I’m typically a “glass half full” kind of gal. I am genuinely optimistic and can rein in my worries before they get too big (most of the time) but, as I’ve mentioned before, the start of the new year is tough for me…part of it is the post-Christmas blues but it has become more than that. In recent years, it seems to be the time of year when my fears surface and feel the most aggressive! There is this point in time, usually in the week between Christmas and New Years when time stands still and the joy & relief of a well-executed Christmas turns to fear over the coming new year…instead of anticipating great things and making helpful resolutions, anxiety over all the “what ifs” regarding Rudy builds and a heaviness sets in. It’s a battle every year and I just get to the point where I say “bring it on”! The year is going to unfold as it will…all the “what ifs” are out of my control and so…bring it on!
Luckily Oma was still around the week between Christmas and New Year which provided a nice distraction this year…


We rang in the new year with New York at 9pm…
…and again with California at midnight…

We were greeted this new year with a plumbing issue turned minor flood on January 1st! Sadly, the clean up will require some demolition and rebuild over the course of the next several weeks…(Wait! Did I say “Bring it on”? Ok, maybe that’s just tough talk on my part. I take it back. Ugh!)…but the upside is we’ll have a lovely new guest bed/bath when all is said and done.

The carpet got pulled and discarded right away and we had a couple of days to dry things out, shuffle stuff around and make a comfortable spot for our exchange student from Australia visiting for the week! Thankfully James is easy going and hasn’t minded the mess…since we’re waiting for insurance claims and bids anyway, hosting James has been another fun distraction…we’ll hate to see him leave bright and early tomorrow! 😦

We took James to the new ice rink in town for a little fun not realizing how much fun there was to be had!!!! The plan was for Rolf to skate with the kids for a little bit while Rudy and I watched and then we’d leave and let the big kids come home on their own later…

…but then Rolf asked the on-ice monitor if we could bring Rudy out on the ice and she said YES!

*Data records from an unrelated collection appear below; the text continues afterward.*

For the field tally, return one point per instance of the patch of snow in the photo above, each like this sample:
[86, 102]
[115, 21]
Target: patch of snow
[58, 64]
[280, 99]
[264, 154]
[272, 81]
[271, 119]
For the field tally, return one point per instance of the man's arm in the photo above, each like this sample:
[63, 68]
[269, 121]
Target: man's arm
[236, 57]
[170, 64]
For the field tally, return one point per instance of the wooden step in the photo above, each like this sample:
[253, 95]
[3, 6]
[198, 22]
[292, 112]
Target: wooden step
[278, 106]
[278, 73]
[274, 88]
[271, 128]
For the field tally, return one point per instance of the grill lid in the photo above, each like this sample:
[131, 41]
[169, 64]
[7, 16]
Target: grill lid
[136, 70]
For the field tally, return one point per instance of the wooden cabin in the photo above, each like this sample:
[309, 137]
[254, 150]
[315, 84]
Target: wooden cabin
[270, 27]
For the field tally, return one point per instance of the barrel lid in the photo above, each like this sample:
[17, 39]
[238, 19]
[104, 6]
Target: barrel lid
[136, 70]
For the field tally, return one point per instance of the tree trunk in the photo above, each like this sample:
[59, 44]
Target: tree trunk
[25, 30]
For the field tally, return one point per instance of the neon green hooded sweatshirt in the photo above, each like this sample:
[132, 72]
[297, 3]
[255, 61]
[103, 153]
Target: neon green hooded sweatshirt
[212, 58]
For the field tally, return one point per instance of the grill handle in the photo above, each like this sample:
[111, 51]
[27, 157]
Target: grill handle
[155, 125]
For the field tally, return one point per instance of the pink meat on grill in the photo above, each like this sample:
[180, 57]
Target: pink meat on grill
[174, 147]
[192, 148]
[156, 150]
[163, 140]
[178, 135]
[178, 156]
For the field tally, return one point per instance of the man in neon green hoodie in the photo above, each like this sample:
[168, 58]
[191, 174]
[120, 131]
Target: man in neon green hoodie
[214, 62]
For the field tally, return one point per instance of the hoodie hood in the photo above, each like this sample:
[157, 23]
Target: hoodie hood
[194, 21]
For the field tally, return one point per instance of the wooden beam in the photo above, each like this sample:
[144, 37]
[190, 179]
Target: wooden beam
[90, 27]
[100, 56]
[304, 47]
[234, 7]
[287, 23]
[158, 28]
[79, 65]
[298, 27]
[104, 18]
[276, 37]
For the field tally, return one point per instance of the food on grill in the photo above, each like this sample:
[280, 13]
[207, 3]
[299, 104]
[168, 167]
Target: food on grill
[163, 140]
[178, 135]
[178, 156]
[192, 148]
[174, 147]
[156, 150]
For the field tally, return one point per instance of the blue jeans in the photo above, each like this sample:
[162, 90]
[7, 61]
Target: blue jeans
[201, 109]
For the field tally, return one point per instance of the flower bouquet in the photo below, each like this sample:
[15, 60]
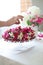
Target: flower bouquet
[19, 34]
[33, 17]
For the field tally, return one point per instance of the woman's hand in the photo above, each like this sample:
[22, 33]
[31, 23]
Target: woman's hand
[15, 20]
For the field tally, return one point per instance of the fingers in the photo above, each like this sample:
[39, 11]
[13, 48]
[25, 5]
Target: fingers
[17, 21]
[20, 17]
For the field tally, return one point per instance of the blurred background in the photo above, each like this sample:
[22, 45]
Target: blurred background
[9, 8]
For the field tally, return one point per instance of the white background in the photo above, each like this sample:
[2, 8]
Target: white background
[9, 8]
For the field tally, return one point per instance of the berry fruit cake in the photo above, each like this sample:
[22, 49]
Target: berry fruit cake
[19, 34]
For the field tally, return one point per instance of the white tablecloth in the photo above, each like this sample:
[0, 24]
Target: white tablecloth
[31, 56]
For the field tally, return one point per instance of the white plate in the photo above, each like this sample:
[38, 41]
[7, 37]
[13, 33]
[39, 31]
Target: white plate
[7, 47]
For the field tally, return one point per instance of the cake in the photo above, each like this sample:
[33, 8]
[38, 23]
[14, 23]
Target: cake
[19, 34]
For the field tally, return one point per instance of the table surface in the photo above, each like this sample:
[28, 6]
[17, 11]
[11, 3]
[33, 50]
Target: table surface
[32, 56]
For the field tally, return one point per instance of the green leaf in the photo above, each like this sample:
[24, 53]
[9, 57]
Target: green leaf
[28, 22]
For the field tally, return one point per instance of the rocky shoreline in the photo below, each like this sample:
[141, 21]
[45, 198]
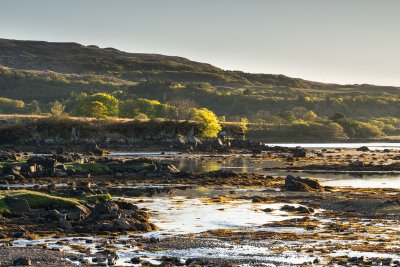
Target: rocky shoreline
[104, 211]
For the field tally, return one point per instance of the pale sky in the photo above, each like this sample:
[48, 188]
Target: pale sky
[343, 41]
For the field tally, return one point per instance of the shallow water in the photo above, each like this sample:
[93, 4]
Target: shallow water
[370, 145]
[183, 215]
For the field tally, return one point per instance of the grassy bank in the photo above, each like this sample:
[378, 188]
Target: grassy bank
[38, 200]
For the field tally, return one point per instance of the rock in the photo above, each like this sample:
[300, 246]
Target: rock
[111, 260]
[85, 211]
[64, 224]
[136, 260]
[18, 205]
[9, 177]
[126, 205]
[59, 150]
[299, 152]
[300, 209]
[301, 184]
[363, 149]
[23, 261]
[122, 224]
[154, 239]
[51, 187]
[75, 216]
[104, 226]
[105, 208]
[54, 215]
[95, 149]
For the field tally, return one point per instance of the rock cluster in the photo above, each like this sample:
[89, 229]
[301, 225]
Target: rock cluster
[293, 183]
[111, 216]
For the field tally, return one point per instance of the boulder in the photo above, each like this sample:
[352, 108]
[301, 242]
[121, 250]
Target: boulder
[18, 205]
[22, 261]
[122, 224]
[82, 209]
[363, 149]
[54, 215]
[126, 205]
[104, 226]
[301, 184]
[64, 224]
[105, 208]
[75, 216]
[299, 152]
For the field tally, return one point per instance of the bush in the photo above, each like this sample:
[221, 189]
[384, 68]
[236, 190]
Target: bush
[9, 106]
[357, 129]
[108, 105]
[208, 122]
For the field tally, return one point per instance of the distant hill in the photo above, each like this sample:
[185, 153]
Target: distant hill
[45, 71]
[79, 59]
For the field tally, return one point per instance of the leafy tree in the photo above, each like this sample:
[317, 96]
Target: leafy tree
[97, 109]
[208, 122]
[57, 109]
[151, 108]
[310, 116]
[9, 106]
[33, 107]
[86, 105]
[183, 108]
[243, 124]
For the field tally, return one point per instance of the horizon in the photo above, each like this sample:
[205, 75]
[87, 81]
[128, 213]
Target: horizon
[343, 43]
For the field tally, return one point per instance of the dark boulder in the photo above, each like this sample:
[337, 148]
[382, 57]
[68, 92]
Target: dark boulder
[301, 184]
[299, 152]
[23, 261]
[363, 149]
[18, 205]
[64, 224]
[126, 205]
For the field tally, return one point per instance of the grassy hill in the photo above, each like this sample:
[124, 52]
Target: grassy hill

Of course, Max made it the most fun!
We ended up staying 2 1/2 hours and only made it home a few minutes before James and the big sibs! Ha Ha We’re pretty much party animals!
So, Rudy can add another item to his long list of milestone accomplishments…ice skating, check! Happy New Year Everyone! May the “what ifs” of 2016 be minor and the blessings abound for all! 🙂
Sounds like God’s grace as usual is helping you through…. so glad to hear all these great events and people HE is sending your way! HE is so FAITHFUL!!
Watching your videos and seeing little Rudy’s feet going double time made me smile. His life is full of richness and joy. I will be praying for you through the grey days of January but remember SPRING is around the corner. I can understand your uncertainty for the future because Tracy and I feel that for Tony. But I know the Lord doesn’t want me to dwell in the future–he wants me to be present in the here and now. Looking back over your post–it reminds me that you and Tracy are list makers and planners–goal setters. So as Tracy has me–I hope there is someone close to you that balances that out. At least I hope that I help Tracy along this road of having a special needs child. I love you Trish–be strong.
Thanks for sharing this Trish. It is a reminder for all of us to keep you and yours in prayer. Praying you are full of hope for a bright 2016. That Rudy–his smiles are sure to lift your spirit. I hope to see you soon–much love to you dear friend!